I am considering setting up a local npm mirror such as "npm_lazy" on my computer.
But it seems like npm install and npm shrinkwrap don't work well with local mirrors.
Let me explain. When there is an npm-shrinkwrap.json file, the npm install command always requests packages from the URL specified in the shrinkwrap file's "resolved" property. So, even if I have a local npm mirror running at http://localhost:12345/, and even if I configure npm to use that as its registry, it will not request any package modules from my local mirror (unless a "resolved" property in the shrinkwrap file happens to point to http://localhost:12345/).
Basically, npm install ignores npm's registry configuration and follows the shrinkwrap "resolved" property.
Is there a reason why npm install uses the "resolved" property instead of constructing it dynamically with the dependency package name and version? Why does npm-shrinkwrap.json have this field at all?

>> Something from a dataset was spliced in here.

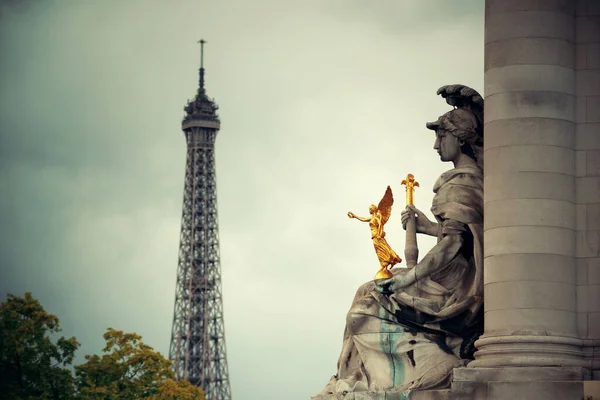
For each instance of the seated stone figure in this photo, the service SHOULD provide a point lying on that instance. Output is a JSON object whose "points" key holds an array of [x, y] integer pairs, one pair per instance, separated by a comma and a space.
{"points": [[408, 332]]}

So back to my issue. I want to use npm_lazy as a local npm mirror. I could rewrite all the "resolved" URLS in npm-shrinkwrap.json to point to http://localhost:12345/. But then my shrinkwrap file is less portable — my coworkers would not be able to use unless their computers have the same npm_lazy server running.
I have considered redirecting all registry.npmjs.org traffic to localhost in order to create a transparent mirror. But it would be too hard -- it needs to supoprt HTTPS, and also, how would npm_lazy access the true domain? I would have to specify it by its IP address, which may change.
Has anyone else attempted to do the same thing -- to set up a local-computer NPM cache? But, my main question is, why does npm use the "resolved" property? Thanks.